Charles-Norton gave a jump. "Cauterize!" he cried; "cauterize what?"

"Why, the little feathers. Supposing we burned the place, you know, with nitrate of silver, or something like that. They do it to people who have moles—or when they have been bitten by a mad dog. Maybe—maybe it would stop it—altogether."

Charles-Norton looked up at her. Her cheeks were rosy, her eyes were bright; she was excited and pleased with her ingenious idea. A cold wave rose about Charles-Norton and closed over his head. "Say,'" he bawled ungraciously; "what do you take me for! Think I'm made of asbestos?"

Discreet Dolly immediately dropped the subject; though somehow Charles-Norton had the distinct impression that it was only discreetly that she did so, that, in fact, she was not dropping the idea, but merely tucking it away somewhere within the secret hiding-places of her being, for further use. He could still see it, in fact, graven there upon the whiteness of her voluntary little forehead.

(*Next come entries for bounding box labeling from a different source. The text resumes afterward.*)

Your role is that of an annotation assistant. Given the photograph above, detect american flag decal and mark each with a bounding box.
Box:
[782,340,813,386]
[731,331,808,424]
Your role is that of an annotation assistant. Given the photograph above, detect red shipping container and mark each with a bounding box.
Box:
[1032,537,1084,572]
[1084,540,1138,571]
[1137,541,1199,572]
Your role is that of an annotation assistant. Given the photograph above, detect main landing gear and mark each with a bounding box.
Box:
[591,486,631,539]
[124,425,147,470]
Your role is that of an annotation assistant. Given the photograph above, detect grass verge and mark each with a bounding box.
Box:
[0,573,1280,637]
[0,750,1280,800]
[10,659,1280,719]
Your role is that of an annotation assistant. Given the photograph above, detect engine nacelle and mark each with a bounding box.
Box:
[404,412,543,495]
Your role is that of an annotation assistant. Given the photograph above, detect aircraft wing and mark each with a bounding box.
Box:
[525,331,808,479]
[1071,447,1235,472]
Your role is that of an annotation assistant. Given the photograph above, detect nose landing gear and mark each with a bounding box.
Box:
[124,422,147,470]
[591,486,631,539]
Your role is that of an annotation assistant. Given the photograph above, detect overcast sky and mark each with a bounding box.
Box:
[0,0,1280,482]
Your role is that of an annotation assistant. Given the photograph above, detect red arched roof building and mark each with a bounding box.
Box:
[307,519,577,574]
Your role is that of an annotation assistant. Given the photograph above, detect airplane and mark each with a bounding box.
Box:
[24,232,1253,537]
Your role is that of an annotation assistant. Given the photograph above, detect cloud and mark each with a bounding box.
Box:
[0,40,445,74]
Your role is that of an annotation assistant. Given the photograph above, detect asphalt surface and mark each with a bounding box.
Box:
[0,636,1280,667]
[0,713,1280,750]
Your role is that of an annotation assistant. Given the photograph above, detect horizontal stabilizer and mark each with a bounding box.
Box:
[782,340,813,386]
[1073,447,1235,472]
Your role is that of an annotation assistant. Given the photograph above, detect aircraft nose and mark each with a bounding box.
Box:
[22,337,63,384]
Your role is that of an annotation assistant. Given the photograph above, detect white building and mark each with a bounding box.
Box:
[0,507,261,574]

He brooded black over it all day. He brooded on other things, too—insignificant things that had happened in the past, that had not mattered one whit then, but which now, beneath his fostering care, began to grow into big, flapping boog-a-boos. And when he returned that night, he was a very mean Charles-Norton. He spoke hardly a word at dinner, pretended he did not like the vanilla custard over which Dolly had toiled all day, her soul aglow with creative delight, sipped but half of his demi-tasse (as though the coffee were bitter, which it wasn't), and went off to bed early with a good-night so frigid that Dolly's little nose tingled for several minutes afterward.

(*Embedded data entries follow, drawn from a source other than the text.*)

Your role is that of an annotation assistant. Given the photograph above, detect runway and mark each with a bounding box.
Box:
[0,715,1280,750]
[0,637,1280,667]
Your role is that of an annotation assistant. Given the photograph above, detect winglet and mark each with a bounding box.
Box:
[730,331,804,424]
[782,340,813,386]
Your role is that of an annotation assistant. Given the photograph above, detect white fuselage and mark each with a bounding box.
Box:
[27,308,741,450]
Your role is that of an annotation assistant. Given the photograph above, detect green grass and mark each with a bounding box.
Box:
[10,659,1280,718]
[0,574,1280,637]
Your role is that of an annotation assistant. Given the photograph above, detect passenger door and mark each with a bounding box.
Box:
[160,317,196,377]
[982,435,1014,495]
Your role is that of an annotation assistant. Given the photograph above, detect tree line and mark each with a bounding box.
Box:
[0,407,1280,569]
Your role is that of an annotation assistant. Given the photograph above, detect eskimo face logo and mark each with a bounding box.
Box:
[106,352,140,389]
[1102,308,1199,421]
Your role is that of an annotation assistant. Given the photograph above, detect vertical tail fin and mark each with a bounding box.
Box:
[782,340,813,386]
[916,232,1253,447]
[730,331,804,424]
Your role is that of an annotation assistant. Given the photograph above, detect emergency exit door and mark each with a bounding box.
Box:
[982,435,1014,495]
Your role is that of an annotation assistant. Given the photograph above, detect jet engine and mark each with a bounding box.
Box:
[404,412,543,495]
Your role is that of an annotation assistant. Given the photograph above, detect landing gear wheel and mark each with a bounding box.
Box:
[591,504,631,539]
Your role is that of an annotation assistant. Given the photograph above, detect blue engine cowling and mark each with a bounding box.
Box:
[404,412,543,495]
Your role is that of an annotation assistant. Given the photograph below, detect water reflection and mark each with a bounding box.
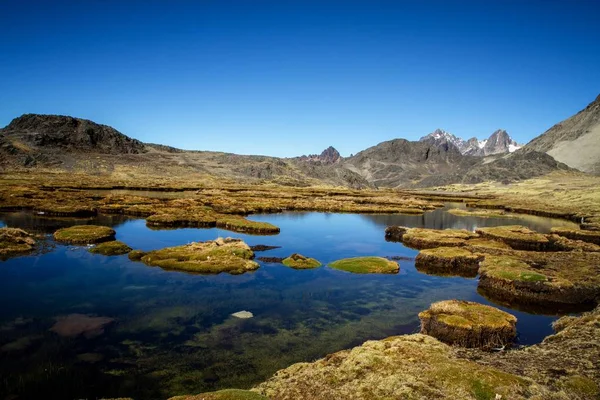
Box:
[0,210,580,398]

And the next morning, when Dolly, astonished at the delay, finally peeped into the bath-room, scissors in hand, she found Charles-Norton fully dressed, his coat on.

"Why, Goosie," she said in surprise; "I haven't clipped you yet!"

"No?" he growled enigmatically.

"Take off your coat, dearie," she went on.

"And you're not going to," said Charles-Norton, finishing his statement with complete disregard of hers.

Dolly stood there a moment, looking at him with head slightly cocked to one side. "All right, Goosie," she said cheerily. "Only, don't get mad at poor little me. Come on to breakfast, you big, shaggy bear, you!"

"I don't want any breakfast," growled Charles-Norton between closed teeth (as a matter of fact, he did, and a fragrance of waffles from the kitchen was at the moment profoundly agitating the pit of his being). "I don't want any breakfast—where's my hat—quick, I'm in a hurry—good-by."

And tossing the hat bellicosely upon his head, he pulled to himself the hall door, swaggered through, and let it slam back on his departing heels, right before the astonished nose of his little wife.

She remained there before this rude door, examining its blank surface with a sort of objective curiosity. At the same time she was listening to the sound of steps gradually diminishing down the five flights. She shook her head; "the bad, bad boy!" she said.

She pivoted with a shrug of the shoulders and went back to the kitchen and sat down at the table, all set for breakfast. She took up her fork and cut off a bit of waffle. She placed it in her mouth. Her eyes went off far away.

It took it a long time, this little piece of waffle, to go down. Lordie, what a tough, resilient, flannelly, bit of waffle this was! Suddenly her head went forward. It lit upon the table, in her hands. A cup of the precious blue ware, dislodged, balanced itself a moment on the edge of the table, then, as if giving up hope, let go and crashed to the floor at her feet in many pieces. She gave it no heed. Her head was in her hands, her hands were on the table, her hair lay like a golden delta among plates and saucers; and the table trembled.